Leidos (LDOS) delivered strong Q2'25 results, with non-GAAP EPS up 22% to a record $3.21 and adjusted EBITDA soaring 16% to $647 million, demonstrating significant margin expansion despite prior government efficiency concerns. The company's robust operational execution, 110% free cash flow conversion, strategic M&A (Kudu Dynamics), and share repurchases underscore its financial strength and capital allocation. Management raised full-year revenue and EBITDA margin guidance, projecting accelerated order intake driven by new legislation and a substantial $70 billion pipeline, positioning Leidos for continued growth and warranting a 'buy' rating despite a modest valuation premium.

Analysis

Leidos (LDOS) demonstrated significant operational resilience in its Q2’25 results, effectively countering earlier market concerns about government spending cuts.
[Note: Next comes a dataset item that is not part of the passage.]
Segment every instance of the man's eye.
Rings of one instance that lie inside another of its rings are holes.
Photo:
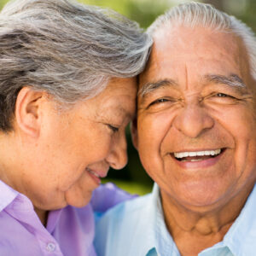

The company reported a 22% year-over-year increase in non-GAAP EPS to a record $3.21, driven by a substantial expansion in adjusted EBITDA margin to 15.2%, up from the prior year. This profitability improvement, aided by a one-time $25 million insurance reimbursement, was achieved despite a modest 3% revenue growth to $4.25 billion, which faced headwinds from contract award delays. The company's financial health is robust, underscored by $486 million in operating cash flow and a 110% free cash flow conversion rate. This strength facilitated aggressive capital allocation, including a $500 million accelerated share repurchase and the $291 million acquisition of Kudu Dynamics, which is already contributing to the sales pipeline. The balance sheet remains solid with a gross leverage ratio of just 2.2x. Critically, the backlog has stabilized, with a book-to-bill ratio of 0.9 recovering from the prior quarter, and a significant post-quarter contract win would have elevated this to 1.3. Management has raised its full-year guidance, lifting the midpoint of its revenue forecast and increasing its EBITDA margin outlook to the mid-13% range, signaling confidence in sustained operational discipline and an expected acceleration in orders in the second half of the year.